Less-Educated Young Workers in Lower-Wage Jobs Face Job Mobility and Training Challenges: NUS Study

Less-Educated Young Workers in Lower-Wage Jobs Face Job Mobility and Training Challenges: NUS Study

April 3, 2023
Photo: istock/interstid

The Symposium on In-Work Poverty and the Challenges of Getting By Among the Young was held on 29 March 2023, hosted by the NUS Social Service Research Centre (SSR). ‘Less-Educated Young Workers in Lower-Wage Jobs Face Job Mobility and Training Challenges: NUS Study’ (Straits Times, March 2023) covers some of the research results relating to less-educated young workers in lower-wage jobs presented at this symposium.

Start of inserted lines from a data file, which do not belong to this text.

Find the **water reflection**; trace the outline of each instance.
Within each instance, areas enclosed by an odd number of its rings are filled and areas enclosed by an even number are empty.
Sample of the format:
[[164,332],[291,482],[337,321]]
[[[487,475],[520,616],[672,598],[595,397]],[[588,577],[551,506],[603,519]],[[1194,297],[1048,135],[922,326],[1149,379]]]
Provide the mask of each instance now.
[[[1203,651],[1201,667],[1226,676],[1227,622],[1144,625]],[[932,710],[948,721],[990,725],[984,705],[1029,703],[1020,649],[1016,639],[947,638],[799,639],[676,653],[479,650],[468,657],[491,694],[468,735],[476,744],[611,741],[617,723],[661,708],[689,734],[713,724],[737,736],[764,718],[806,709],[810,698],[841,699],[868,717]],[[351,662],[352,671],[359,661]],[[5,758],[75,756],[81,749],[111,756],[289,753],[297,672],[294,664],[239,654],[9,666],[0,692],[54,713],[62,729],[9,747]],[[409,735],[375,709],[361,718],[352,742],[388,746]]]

Associate Professor Irene Ng (NUS Social Work & SSR), reporting on a study she led with the SSR, finds that workers in non-professional, managerial, executive, and technical (non-PMET) jobs tend to participate less in upskilling programmes. But those who do take part in these training programmes by and large reap greater wage benefits. Workers in this category also often rely more on government funding to attend upskilling and training programmes. A/P Ng argues that these findings show that it is worthwhile to target policy efforts to encourage young lower-income workers to attend training programmes.

Associate Professor Vincent Chua (NUS Sociology and Anthropology), an expert on social capital, remarks that there are disparities in the benefits which PMET and non-PMET workers reap from their social networks. Although both categories of workers can secure jobs through their social connections, the percentage increase in wages (as compared to their first job) is higher for PMET workers who secure jobs in this way.

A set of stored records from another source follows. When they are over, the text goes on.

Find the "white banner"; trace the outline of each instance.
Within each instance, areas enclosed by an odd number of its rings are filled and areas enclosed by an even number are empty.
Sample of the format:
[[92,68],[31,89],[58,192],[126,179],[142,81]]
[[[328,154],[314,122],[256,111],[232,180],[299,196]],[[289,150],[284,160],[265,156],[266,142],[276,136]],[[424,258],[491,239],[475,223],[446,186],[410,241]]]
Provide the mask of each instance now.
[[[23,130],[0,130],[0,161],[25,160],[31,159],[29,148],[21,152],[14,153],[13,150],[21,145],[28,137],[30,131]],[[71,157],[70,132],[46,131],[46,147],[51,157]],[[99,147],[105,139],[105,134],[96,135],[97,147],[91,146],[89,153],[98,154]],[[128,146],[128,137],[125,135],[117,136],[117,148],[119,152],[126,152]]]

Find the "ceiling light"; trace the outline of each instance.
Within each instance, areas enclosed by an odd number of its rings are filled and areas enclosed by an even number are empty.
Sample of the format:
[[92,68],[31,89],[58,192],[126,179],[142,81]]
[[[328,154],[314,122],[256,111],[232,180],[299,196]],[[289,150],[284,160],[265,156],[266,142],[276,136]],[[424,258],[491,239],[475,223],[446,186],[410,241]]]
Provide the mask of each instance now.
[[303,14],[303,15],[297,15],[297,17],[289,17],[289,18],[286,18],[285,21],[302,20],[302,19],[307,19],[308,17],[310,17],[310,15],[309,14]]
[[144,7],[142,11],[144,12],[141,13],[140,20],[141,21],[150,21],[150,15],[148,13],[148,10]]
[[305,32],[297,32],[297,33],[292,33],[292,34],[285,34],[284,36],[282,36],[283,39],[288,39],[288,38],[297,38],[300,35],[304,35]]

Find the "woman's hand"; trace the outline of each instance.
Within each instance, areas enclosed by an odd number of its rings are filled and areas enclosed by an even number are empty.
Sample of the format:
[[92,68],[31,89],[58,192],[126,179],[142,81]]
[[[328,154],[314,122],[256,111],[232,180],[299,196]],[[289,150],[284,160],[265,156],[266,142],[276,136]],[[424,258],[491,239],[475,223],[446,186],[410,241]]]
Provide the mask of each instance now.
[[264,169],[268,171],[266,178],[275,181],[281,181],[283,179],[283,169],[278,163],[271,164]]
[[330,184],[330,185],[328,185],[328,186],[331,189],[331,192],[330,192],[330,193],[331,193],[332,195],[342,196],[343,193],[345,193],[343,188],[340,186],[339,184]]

A/P Chua attributes this to how wage structures differ across jobs in PMET and non-PMET categories. He remarks that non-PMET work generally offers limited wage progression prospects. To counteract this, he suggests that the Progressive Wage Model be expanded to include all non-PMET jobs in the future so that all non-PMET workers can have opportunities to climb the wage ladder.

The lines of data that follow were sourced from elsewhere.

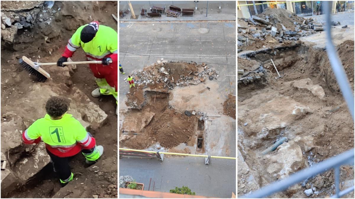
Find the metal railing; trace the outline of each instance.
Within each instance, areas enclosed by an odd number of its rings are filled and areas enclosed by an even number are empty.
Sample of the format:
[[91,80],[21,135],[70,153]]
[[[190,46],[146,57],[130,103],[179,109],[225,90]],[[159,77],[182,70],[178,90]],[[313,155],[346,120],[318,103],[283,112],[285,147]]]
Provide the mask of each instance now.
[[[126,149],[119,148],[120,155],[122,156],[128,156],[131,157],[148,157],[151,158],[155,156],[162,161],[164,160],[164,155],[181,155],[182,156],[192,156],[193,157],[202,157],[205,158],[204,161],[206,164],[208,164],[210,158],[220,158],[222,159],[229,159],[236,160],[237,158],[234,157],[225,157],[223,156],[215,156],[208,155],[199,155],[198,154],[189,154],[187,153],[171,153],[170,152],[163,152],[158,151],[151,151],[150,150],[144,150],[132,149]],[[154,155],[153,155],[154,154]]]
[[[327,52],[337,81],[339,85],[343,96],[346,102],[349,111],[354,120],[354,97],[345,71],[337,54],[331,37],[331,14],[329,1],[325,2],[325,11],[327,22],[326,31],[327,38]],[[339,189],[340,167],[343,165],[354,165],[354,149],[338,155],[316,164],[310,168],[291,175],[288,178],[278,181],[263,187],[253,192],[242,196],[241,198],[261,198],[287,189],[292,185],[308,179],[331,169],[334,170],[335,193],[331,198],[339,198],[354,191],[354,186],[340,192]]]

These findings are important in informing policy interventions targeting inequality in Singapore, with a focus on the young working poor. A/P Ng says that policies for this group of people must be targeted and differentiated because the young working poor face challenges in mobility and mental health that are distinct from their cohort-mates in higher socio-economic classes. She warns that should Singapore fail to attend to its young working poor, they might become the “future poor old” who require greater government assistance and support.